Softmax Optimality: The Decision-Theoretic Foundation of Soft-Rational Agents #

The deepest claim in the RSA architecture is that the softmax agent IS the entropy-regularized expected-utility maximizer. This file makes that connection explicit by bridging DecisionProblem (ℚ) from DecisionTheory.lean with RationalAction (ℝ) from RationalAction.lean.

Results #

Construction (§1): A DecisionProblem yields a RationalAction via softmax over expected utility, bridging the ℚ/ℝ gap.
Monotonicity (§2): Higher EU ⟹ higher choice probability (α > 0).
Entropy-regularized optimality (§3): The softmax agent uniquely maximizes ∑ p(a)·EU(a) + (1/α)·H(p) — the Gibbs Variational Principle in decision-theoretic language.
Hard-max convergence (§4): As α → ∞, the softmax agent converges to the EU-optimal deterministic policy.
Round-trip (§5): Extracting utility from a softmax agent and reconstructing recovers the same policy.

source

noncomputable def Core.expectedUtilityR {W : Type u_1} {A : Type u_2} [Fintype W] (dp : DecisionTheory.DecisionProblem W A) (a : A) :

ℝ

Expected utility cast to ℝ for interfacing with softmax/RationalAction.

Equations

Core.expectedUtilityR dp a = ∑ w : W, ↑(dp.prior w) * ↑(dp.utility w a)

Instances For

source

theorem Core.expectedUtilityR_nonneg {W : Type u_1} {A : Type u_2} [Fintype W] (dp : DecisionTheory.DecisionProblem W A) (a : A) (hpr : ∀ (w : W), 0 ≤ dp.prior w) (hu : ∀ (w : W), 0 ≤ dp.utility w a) :

0 ≤ expectedUtilityR dp a

EU in ℝ is non-negative when utility and prior are non-negative.

source

theorem Core.expectedUtilityR_mono {W : Type u_1} {A : Type u_2} [Fintype W] [DecidableEq W] (dp : DecisionTheory.DecisionProblem W A) (a₁ a₂ : A) (h : DecisionTheory.expectedUtility dp a₁ ≤ DecisionTheory.expectedUtility dp a₂) :

expectedUtilityR dp a₁ ≤ expectedUtilityR dp a₂

ℚ-ordering of EU is preserved under the cast to ℝ.

source

noncomputable def Core.RationalAction.fromDecisionProblem {W : Type u_1} {A : Type u_2} [Fintype W] [Fintype A] (dp : DecisionTheory.DecisionProblem W A) (α : ℝ) :

RationalAction Unit A

Softmax agent from a decision problem: score(a) = exp(α · EU(a)).

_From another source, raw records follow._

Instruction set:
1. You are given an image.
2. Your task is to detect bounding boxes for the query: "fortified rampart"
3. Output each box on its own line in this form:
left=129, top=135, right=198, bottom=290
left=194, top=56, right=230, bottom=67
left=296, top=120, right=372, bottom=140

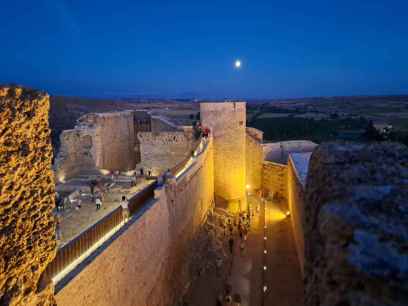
left=245, top=127, right=263, bottom=192
left=56, top=139, right=214, bottom=306
left=55, top=128, right=96, bottom=182
left=200, top=102, right=246, bottom=209
left=287, top=153, right=311, bottom=275
left=151, top=116, right=181, bottom=133
left=137, top=132, right=196, bottom=176
left=262, top=161, right=288, bottom=200
left=0, top=87, right=56, bottom=306
left=55, top=110, right=183, bottom=181
left=80, top=111, right=137, bottom=171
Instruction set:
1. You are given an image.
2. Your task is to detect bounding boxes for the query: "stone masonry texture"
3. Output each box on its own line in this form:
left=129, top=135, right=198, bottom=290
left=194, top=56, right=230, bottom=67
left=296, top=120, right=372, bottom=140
left=56, top=137, right=214, bottom=306
left=200, top=102, right=246, bottom=201
left=305, top=143, right=408, bottom=306
left=0, top=87, right=56, bottom=305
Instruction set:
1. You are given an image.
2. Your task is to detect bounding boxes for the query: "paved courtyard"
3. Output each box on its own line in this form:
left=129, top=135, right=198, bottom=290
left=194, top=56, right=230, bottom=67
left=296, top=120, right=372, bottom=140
left=188, top=196, right=303, bottom=306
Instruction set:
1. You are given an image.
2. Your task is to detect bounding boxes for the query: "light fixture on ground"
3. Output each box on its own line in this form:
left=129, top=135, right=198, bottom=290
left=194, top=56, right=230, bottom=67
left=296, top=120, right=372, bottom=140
left=234, top=59, right=242, bottom=69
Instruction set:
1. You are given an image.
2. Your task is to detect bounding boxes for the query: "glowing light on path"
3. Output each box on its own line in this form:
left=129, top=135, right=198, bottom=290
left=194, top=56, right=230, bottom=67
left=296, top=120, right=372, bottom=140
left=234, top=59, right=242, bottom=69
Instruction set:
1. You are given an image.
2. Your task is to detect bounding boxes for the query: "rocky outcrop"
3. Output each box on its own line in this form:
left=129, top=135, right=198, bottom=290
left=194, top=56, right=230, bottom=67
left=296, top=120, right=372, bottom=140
left=305, top=143, right=408, bottom=306
left=0, top=87, right=56, bottom=305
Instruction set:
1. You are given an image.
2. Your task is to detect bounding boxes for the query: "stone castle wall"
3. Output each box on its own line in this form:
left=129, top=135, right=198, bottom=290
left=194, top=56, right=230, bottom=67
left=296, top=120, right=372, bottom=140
left=89, top=111, right=136, bottom=171
left=245, top=128, right=263, bottom=190
left=137, top=132, right=196, bottom=175
left=55, top=128, right=96, bottom=182
left=262, top=161, right=288, bottom=199
left=55, top=111, right=145, bottom=180
left=287, top=157, right=305, bottom=274
left=0, top=87, right=56, bottom=305
left=200, top=102, right=246, bottom=206
left=304, top=143, right=408, bottom=306
left=56, top=140, right=214, bottom=306
left=151, top=116, right=180, bottom=133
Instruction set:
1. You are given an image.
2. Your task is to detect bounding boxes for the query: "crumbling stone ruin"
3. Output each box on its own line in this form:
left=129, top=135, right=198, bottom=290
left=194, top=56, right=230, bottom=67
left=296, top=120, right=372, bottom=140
left=0, top=87, right=56, bottom=305
left=0, top=87, right=408, bottom=306
left=304, top=143, right=408, bottom=306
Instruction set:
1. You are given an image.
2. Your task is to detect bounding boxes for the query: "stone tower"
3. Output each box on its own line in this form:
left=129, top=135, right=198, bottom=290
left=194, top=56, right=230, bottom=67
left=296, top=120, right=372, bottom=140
left=200, top=102, right=246, bottom=211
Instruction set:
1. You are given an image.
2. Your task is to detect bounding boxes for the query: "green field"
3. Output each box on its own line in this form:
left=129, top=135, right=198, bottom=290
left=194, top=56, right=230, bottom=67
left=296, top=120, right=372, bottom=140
left=250, top=117, right=368, bottom=143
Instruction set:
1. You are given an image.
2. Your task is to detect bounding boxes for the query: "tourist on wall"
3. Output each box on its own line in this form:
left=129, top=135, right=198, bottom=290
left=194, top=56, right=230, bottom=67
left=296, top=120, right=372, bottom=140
left=55, top=215, right=62, bottom=241
left=120, top=196, right=129, bottom=222
left=228, top=237, right=234, bottom=255
left=95, top=197, right=102, bottom=210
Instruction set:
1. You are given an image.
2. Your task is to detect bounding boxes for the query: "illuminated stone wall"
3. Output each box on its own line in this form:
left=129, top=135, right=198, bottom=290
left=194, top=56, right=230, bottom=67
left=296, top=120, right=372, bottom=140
left=245, top=128, right=263, bottom=191
left=55, top=128, right=96, bottom=182
left=137, top=132, right=196, bottom=175
left=304, top=143, right=408, bottom=306
left=0, top=87, right=56, bottom=305
left=262, top=161, right=288, bottom=199
left=56, top=138, right=214, bottom=306
left=151, top=116, right=181, bottom=132
left=200, top=102, right=246, bottom=208
left=287, top=157, right=305, bottom=274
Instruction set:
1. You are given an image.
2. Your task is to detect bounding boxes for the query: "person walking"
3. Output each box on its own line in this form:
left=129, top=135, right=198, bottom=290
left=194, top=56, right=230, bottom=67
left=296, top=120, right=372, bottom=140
left=228, top=237, right=234, bottom=255
left=95, top=197, right=102, bottom=210
left=55, top=215, right=62, bottom=241
left=215, top=294, right=223, bottom=306
left=120, top=196, right=129, bottom=222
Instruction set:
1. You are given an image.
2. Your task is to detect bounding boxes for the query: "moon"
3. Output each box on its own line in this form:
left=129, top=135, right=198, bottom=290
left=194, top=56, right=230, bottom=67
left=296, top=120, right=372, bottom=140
left=234, top=59, right=242, bottom=69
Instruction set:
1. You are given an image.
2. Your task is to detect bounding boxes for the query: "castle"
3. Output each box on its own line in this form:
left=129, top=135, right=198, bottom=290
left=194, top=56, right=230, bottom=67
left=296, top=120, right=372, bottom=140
left=0, top=88, right=408, bottom=306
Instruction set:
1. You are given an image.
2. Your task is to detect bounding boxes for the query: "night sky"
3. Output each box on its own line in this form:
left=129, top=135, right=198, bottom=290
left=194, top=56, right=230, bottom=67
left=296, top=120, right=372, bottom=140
left=0, top=0, right=408, bottom=98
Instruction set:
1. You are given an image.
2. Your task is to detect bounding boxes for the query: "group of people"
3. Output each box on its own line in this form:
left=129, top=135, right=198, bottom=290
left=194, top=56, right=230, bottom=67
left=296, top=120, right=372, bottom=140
left=224, top=212, right=251, bottom=256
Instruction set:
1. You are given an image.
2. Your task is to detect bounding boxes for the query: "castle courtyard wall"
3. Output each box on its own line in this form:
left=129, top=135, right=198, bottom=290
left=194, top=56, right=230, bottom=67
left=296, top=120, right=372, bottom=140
left=262, top=161, right=288, bottom=200
left=56, top=140, right=214, bottom=306
left=91, top=111, right=137, bottom=171
left=245, top=128, right=263, bottom=191
left=137, top=131, right=196, bottom=175
left=200, top=102, right=246, bottom=207
left=55, top=128, right=96, bottom=182
left=287, top=157, right=305, bottom=274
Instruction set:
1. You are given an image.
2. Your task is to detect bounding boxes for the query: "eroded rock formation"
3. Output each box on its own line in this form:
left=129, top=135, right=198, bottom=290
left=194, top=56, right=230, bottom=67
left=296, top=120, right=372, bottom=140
left=0, top=87, right=56, bottom=305
left=305, top=143, right=408, bottom=306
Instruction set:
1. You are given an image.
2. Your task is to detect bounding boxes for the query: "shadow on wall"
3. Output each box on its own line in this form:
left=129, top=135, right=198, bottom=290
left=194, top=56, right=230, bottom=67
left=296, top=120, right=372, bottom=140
left=263, top=140, right=317, bottom=165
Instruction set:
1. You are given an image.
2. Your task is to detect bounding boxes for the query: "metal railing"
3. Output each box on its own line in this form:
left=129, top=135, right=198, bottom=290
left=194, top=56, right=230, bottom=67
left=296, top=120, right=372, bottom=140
left=45, top=181, right=156, bottom=279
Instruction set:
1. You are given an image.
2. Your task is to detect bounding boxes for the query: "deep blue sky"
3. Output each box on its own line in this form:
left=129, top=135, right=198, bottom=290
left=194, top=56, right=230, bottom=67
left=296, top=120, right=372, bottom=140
left=0, top=0, right=408, bottom=98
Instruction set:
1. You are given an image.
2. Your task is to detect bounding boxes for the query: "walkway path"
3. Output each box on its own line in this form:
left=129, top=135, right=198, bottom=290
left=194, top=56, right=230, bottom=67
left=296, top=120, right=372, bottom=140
left=189, top=197, right=303, bottom=306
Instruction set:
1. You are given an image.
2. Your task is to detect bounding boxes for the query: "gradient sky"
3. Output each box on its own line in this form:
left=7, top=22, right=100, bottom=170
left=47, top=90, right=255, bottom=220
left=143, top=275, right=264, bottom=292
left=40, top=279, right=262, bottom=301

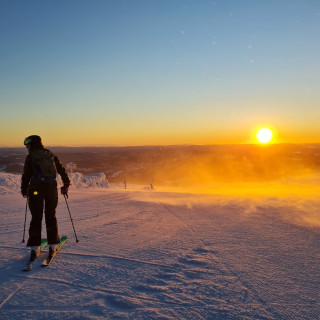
left=0, top=0, right=320, bottom=146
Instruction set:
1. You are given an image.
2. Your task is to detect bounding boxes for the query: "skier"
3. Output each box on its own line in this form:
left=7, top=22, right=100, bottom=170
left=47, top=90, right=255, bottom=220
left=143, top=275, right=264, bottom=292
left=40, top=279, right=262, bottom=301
left=21, top=135, right=70, bottom=262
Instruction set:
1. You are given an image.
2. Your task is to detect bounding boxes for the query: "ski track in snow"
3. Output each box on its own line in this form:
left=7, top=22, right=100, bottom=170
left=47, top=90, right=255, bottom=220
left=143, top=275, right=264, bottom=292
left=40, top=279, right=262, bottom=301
left=0, top=189, right=320, bottom=320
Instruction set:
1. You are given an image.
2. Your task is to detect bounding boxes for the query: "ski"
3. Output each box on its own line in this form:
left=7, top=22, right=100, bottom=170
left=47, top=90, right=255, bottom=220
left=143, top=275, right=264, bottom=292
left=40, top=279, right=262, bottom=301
left=41, top=236, right=68, bottom=267
left=22, top=239, right=48, bottom=271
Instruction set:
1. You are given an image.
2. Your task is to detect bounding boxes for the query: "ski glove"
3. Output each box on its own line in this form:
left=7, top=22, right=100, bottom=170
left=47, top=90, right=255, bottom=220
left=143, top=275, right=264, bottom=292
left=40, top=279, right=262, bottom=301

The state type is Unit because the decision problem's prior already encodes the agent's beliefs — there is no external state to condition on.

Equations

Core.RationalAction.fromDecisionProblem dp α = Core.RationalAction.fromSoftmax (fun (x : Unit) (a : A) => Core.expectedUtilityR dp a) α

Instances For

source

theorem Core.fromDP_policy_mono {W : Type u_1} {A : Type u_2} [Fintype W] [Fintype A] [Nonempty A] (dp : DecisionTheory.DecisionProblem W A) {α : ℝ} (hα : 0 < α) (a₁ a₂ : A) (h : expectedUtilityR dp a₁ ≤ expectedUtilityR dp a₂) :

(RationalAction.fromDecisionProblem dp α).policy () a₁ ≤ (RationalAction.fromDecisionProblem dp α).policy () a₂

Higher EU implies higher choice probability (α > 0).

source

theorem Core.fromDP_policy_strict_mono {W : Type u_1} {A : Type u_2} [Fintype W] [Fintype A] [Nonempty A] (dp : DecisionTheory.DecisionProblem W A) {α : ℝ} (hα : 0 < α) (a₁ a₂ : A) (h : expectedUtilityR dp a₁ < expectedUtilityR dp a₂) :

(RationalAction.fromDecisionProblem dp α).policy () a₁ < (RationalAction.fromDecisionProblem dp α).policy () a₂

Strict version: strictly higher EU implies strictly higher probability.

source

theorem Core.softmax_maximizes_EU_plus_entropy {W : Type u_1} {A : Type u_2} [Fintype W] [Fintype A] [Nonempty A] (dp : DecisionTheory.DecisionProblem W A) {α : ℝ} (hα : 0 < α) (p : A → ℝ) (hp_nn : ∀ (a : A), 0 ≤ p a) (hp_sum : ∑ a : A, p a = 1) :

entropyRegObjective (fun (a : A) => expectedUtilityR dp a) α p ≤ entropyRegObjective (fun (a : A) => expectedUtilityR dp a) α fun (x : A) => (RationalAction.fromDecisionProblem dp α).policy () x

The softmax agent uniquely maximizes entropy-regularized expected utility: p* = argmax_p [∑ p(a)·EU(a) + (1/α)·H(p)].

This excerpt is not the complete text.